Esta mañana he cambiado el orden en el que me cepillo los dientes y, durante unos minutos, he sentido que el universo se desmoronaba.
Siempre empiezo por la mandíbula inferior izquierda, después paso a la derecha, y por último subo a la parte superior. Es un ritual automático, grabado en mis músculos con la misma precisión con la que un pianista ejecuta sus escalas. Pero hoy, por razones que desconozco, he empezado por la parte superior derecha. Un desliz. Un error.
Al principio no le di importancia, pero cuando pasé a la zona izquierda sentí un ligero pánico. ¿Qué venía ahora? ¿Tenía que bajar a la mandíbula inferior o debía compensar el caos y volver a la derecha? El problema no era tanto el cepillado en sí, sino la sensación de estar en un territorio sin señales de tráfico. Como si de repente me hubieran soltado en una ciudad desconocida sin GPS.
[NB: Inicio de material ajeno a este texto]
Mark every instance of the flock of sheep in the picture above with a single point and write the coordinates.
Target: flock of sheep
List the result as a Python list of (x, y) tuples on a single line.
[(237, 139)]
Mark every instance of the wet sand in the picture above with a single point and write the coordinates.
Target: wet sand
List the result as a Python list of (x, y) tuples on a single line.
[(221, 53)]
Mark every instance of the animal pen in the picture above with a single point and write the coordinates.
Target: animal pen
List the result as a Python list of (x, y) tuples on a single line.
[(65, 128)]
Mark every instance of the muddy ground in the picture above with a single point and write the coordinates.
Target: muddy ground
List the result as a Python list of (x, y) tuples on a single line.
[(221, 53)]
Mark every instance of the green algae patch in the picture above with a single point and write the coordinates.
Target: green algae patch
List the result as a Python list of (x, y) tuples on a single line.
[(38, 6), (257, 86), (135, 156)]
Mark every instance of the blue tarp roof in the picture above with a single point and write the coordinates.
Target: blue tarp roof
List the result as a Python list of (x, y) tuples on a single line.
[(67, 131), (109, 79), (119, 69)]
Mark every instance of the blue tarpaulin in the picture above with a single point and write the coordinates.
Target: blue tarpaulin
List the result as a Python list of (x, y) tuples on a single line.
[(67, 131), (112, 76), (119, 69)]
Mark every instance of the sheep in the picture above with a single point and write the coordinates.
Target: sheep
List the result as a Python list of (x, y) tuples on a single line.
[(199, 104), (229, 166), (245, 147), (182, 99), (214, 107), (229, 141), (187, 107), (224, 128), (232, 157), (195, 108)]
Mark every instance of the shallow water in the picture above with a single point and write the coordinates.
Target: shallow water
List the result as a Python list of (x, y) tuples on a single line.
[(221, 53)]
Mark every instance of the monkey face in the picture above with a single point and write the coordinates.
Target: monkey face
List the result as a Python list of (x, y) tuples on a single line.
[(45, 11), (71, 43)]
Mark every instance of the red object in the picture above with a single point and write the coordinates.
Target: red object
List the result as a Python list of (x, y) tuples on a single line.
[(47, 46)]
Seguí adelante con torpeza, pero algo estaba mal. No sabía cuándo debía detenerme. Mi cuerpo, que en las mañanas normales sabe exactamente cuándo es suficiente, hoy parecía haber perdido toda referencia. El cepillado se convirtió en un bucle sin fin, un limbo de espuma y movimientos mecánicos. Miré el espejo esperando que mi reflejo me diera una pista, pero él también parecía confundido.
Finalmente, decidí detenerme sin estar seguro de haber terminado. Enjuagué la boca con la misma sensación con la que uno cierra un libro por la mitad sin saber si alguna vez volverá a él. Hoy mis dientes están limpios, sí, pero no tengo ninguna certeza de que el día haya comenzado realmente.